# 13 week old GSD puppy reported to Animal Control



## Whiteshepherds (Aug 21, 2010)

Kids were playing in the yard, one of them fell (5 years old). The puppy jumped on top of him and bit him in the face. 5 stitches. The hospital reported it to Animal Control. I get that the hospital is doing their job but this seems a little over the top to me. Thoughts?


----------



## Kazel (Nov 29, 2016)

In my area they have to report animal bites although I don’t think it’s to animal control. That’s more for a rabies monitor. It’s also why I’ll avoid going in for any animal bites in the future unless I have to. A lot of bs I don’t want to deal with if I know exactly what has happened and if there’s actually any sort of rabies risk or not.


----------



## selzer (May 7, 2005)

I cannot imagine having even a 13 week old puppy bite a child in the face requiring 5 stitches. A few weeks ago I stabbed myself with my fathers specially sharp knife, cutting up potatoes, ER, two stitches. It's still tender. The idea that a pup that young bit a child, creating a wound more than twice as nasty as my knife stabbing, that's significant, and I don't fault the hospital in contacting animal control.


----------



## Springbrz (Aug 13, 2013)

We live in a very bureaucratic world. All depends on who's kid and puppy. Child of the home? Neighbor/friend? Health insurance issues and the list goes on and one. I agree it seems over the top but the hospital is bound by laws and regulation to report any animal bite. One would hope Animal control would find a case like this to be a simple unfortunate accident. 
Years ago a friends daughter ( about 4-5 ish) was at the neighbors playing. Kids were told to stay away from the dog because the dog (golden) was acting ill. Neighbor mom took eyes of kids for a minute. My friends child put her face in the dogs face and got bit. One quick snap to the face. Hospital, stitches and a plastic surgeon consult. It was reported. Dog was not punished. The home owners were though. Health insurance company sued dog owners homeowners to recapture it's expense. It wasn't a happy experience and turned neighbors and friends against each other. Bureaucracy!


----------



## Springbrz (Aug 13, 2013)

selzer said:


> I cannot imagine having even a 13 week old puppy bite a child in the face requiring 5 stitches. A few weeks ago I stabbed myself with my fathers specially sharp knife, cutting up potatoes, ER, two stitches. It's still tender. The idea that a pup that young bit a child, creating a wound more than twice as nasty as my knife stabbing, that's significant, and I don't fault the hospital in contacting animal control.

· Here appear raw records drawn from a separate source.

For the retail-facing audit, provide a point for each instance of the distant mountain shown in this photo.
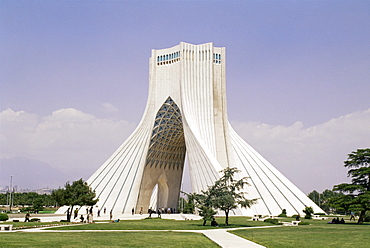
(30, 174)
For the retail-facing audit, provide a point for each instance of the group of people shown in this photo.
(337, 221)
(89, 214)
(159, 211)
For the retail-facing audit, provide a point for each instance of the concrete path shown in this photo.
(220, 236)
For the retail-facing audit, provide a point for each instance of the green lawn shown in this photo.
(318, 234)
(106, 239)
(161, 224)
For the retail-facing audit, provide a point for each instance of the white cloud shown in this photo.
(78, 143)
(109, 107)
(312, 157)
(68, 139)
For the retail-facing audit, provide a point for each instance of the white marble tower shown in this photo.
(186, 114)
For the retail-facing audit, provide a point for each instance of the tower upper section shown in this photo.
(194, 77)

Young children have thin skin. Doctors will put way more smaller stitches in a young child's face to avoid life long ugly scarring. Especially facial wounds. My daughter hit herself in the face with a board when she was 2.5. She had a 1/4 long gash in her eyebrow. I didn't think it needed stitches. We took her for a tetnus shot and have it cleaned out. They put in 5 stitches. It still scarred.


----------



## Magwart (Jul 8, 2012)

Once bite reports go to animal control, they kind of take on a life of their own. 

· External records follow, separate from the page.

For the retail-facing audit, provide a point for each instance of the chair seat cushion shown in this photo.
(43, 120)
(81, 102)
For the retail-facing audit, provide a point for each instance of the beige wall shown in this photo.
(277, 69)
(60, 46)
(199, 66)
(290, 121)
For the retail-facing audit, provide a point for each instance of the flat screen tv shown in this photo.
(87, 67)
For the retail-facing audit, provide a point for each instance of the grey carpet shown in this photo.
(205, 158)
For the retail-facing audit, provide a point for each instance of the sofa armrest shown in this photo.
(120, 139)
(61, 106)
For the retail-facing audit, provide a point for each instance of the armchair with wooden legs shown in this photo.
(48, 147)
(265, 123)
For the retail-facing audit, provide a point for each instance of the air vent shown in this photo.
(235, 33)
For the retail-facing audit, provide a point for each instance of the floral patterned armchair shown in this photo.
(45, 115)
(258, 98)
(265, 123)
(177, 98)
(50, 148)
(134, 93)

I've had to pull a 12-week old puppy off of death row after it was put there by AC for _scratching _(not biting) a kid that ran up to the owner on a walk. The owner didn't want the liability and surrendered it to the responding AC officer. The shelter vet and I had to go to bat with the AC director to get it released to rescue because putting down a 12-week-old puppy for being a puppy is just wrong.

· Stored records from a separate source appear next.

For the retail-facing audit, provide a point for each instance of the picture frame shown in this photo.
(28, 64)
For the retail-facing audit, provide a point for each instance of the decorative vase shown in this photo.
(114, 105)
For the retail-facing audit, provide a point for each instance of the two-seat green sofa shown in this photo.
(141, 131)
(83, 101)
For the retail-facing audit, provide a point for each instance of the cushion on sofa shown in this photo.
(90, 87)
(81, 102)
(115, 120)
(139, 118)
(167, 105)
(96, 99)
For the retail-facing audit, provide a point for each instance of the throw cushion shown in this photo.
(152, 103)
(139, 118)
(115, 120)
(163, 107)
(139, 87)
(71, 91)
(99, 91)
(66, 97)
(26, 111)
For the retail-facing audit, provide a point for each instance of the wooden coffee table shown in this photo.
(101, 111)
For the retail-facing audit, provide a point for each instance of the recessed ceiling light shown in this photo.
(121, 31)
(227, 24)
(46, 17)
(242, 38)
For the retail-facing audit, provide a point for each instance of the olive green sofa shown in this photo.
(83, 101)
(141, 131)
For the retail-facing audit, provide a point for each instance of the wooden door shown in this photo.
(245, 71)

We took on a 12-week-old pandemic BYB sable puppy last weekend that was surrendered by the people who bought him and decided he was "dangerous" and "aggressive" with kids. He bites -- HARD -- because he's a little, fearless hooligan who likes to play rough. Nobody taught him any bite inhibition between 8-12 weeks, so now he's chomping like a fiend, because it's fun. He was lucky his family surrendered him to rescue rather than taken to the pound -- biting and drawing blood from shelter staff would have probably been the end for him.


----------



## Whiteshepherds (Aug 21, 2010)

Springbrz said:


> Young children have thin skin.


Yep! The puppy caught him right under the eye, there's about a 3/4 gash.  
It just seems so weird that they'd report a puppy this young especially after the parents (who also own the puppy) explained what happened. They haven't heard from AC yet (happened today)...hopefully nothing will come of it.


----------



## Bearshandler (Aug 29, 2019)

There will probably be a conversation over the phone. I think they are bound by law/policy. I wouldn’t worry too much about it.


----------



## selzer (May 7, 2005)

Magwart said:


> Once bite reports go to animal control, they kind of take on a life of their own.
> 
> I've had to pull a 12-week old puppy off of death row after it was put there by AC for _scratching _(not biting) a kid that ran up to the owner on a walk. The owner didn't want the liability and surrendered it to the responding AC officer. The shelter vet and I had to go to bat with the AC director to get it released to rescue because putting down a 12-week-old puppy for being a puppy is just wrong.
> 
> We took on a 12-week-old pandemic BYB sable puppy last weekend that was surrendered by the people who bought him and decided he was "dangerous" and "aggressive" with kids. He bites -- HARD -- because he's a little, fearless hooligan who likes to play rough. Nobody taught him any bite inhibition between 8-12 weeks, so now he's chomping like a fiend, because it's fun. He was lucky his family surrendered him to rescue rather than taken to the pound -- biting and drawing blood from shelter staff would have probably been the end for him.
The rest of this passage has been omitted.